I was rather surprised when the editor sent me the new Clouds Taste Satanic CD ‘ Your Doom Has Come’ to review; my first thought being, “They’re bloody prolific as I’m sure I reviewed their last one only a couple of months ago!” A quick bit of research, namely checking Ave Noctum shows it was actually over a whole year since I reviewed their previous release ‘To Sleep Beyond The Earth’ . What was the cause of this confusion? In simple terms, the prior release had made such an impression on me that despite the volume of music that I had bought or been sent to review in the intervening fourteen months that it was getting regular plays, and just stuck in my mind as fresh and new. So, could this second release live up to the high expectations of the first? Read on.
Rather than the two monolithic tracks that filled the first album, ‘Your Doom Has Come’ has a whopping six numbers, albeit as before, being purely instrumental, they could equally be six movements of a single work, lacking as they do the obvious separation of lyrical themes. Instead the band rely on pure musicianship to draw the listener in, all with a suitably doom laden approach. After the dark funereal march of ‘Ten Kings’, ‘One Third of The Sun’ with a harder, almost industrial opening riff had me instantly thinking that rather than an album of tracks to have heads banging in a club, Clouds Taste Satanic have instead created a sound track to the darkest and most dystopian movies you could hope to watch. ‘One Third of The Sun’ could easily slot into ‘In The Mouth of Madness’, the ever more frantic pace of the track keeping time to Sam Neill’s frenzied fleeing from inter-dimensional beings; ‘Beast From The Sea’ happily, or should that be fearfully, conveys the march of the beast from ‘Cloverfield’; whilst ‘Out of The Abyss’ is surely a candidate for inclusion in any new ‘Hellraiser’ movie, as could ‘Dark Army’ with its brooding menace, assuming the franchise is ever raised from the straight to DVD limbo it currently resides in. The skill and musical ability displayed by the band deserves to be matched to the higher production values of a decent movie, rather than the recent shoddy affair that couldn’t even afford Doug Bradley as Pinhead.

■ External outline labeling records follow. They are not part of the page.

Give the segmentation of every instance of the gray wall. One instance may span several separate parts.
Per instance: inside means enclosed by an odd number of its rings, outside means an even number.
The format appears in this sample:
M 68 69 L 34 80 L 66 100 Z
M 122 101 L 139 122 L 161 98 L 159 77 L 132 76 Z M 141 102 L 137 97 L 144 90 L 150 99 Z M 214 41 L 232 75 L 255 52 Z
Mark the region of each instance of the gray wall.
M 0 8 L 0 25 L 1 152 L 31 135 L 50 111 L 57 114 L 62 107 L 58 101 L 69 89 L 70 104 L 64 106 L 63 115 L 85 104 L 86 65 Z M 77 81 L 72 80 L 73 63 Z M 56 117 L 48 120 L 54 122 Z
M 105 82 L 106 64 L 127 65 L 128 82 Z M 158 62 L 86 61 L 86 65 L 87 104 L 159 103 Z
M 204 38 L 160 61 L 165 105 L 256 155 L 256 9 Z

Listening to ‘Your Doom Has Come’ I soon found myself drifting, not away with boredom, but into the landscape of the music, being absorbed by the sound and the visions it created. I still don’t know how this music would play live, although I’d love to find out, but as a listening experience at home, it is hard to beat. As ridiculous as this may sound, I found it a massively visual album, the bands sound evoking a veritable army of cinematic images in my mind. Were I the sort who had to obsessively file my CDs by genre, rather than have Clouds Taste Satanic nestling next to Black Sabbath, it would be housed next to Claudio Simonetti’s Goblin and John Carpenter’s works.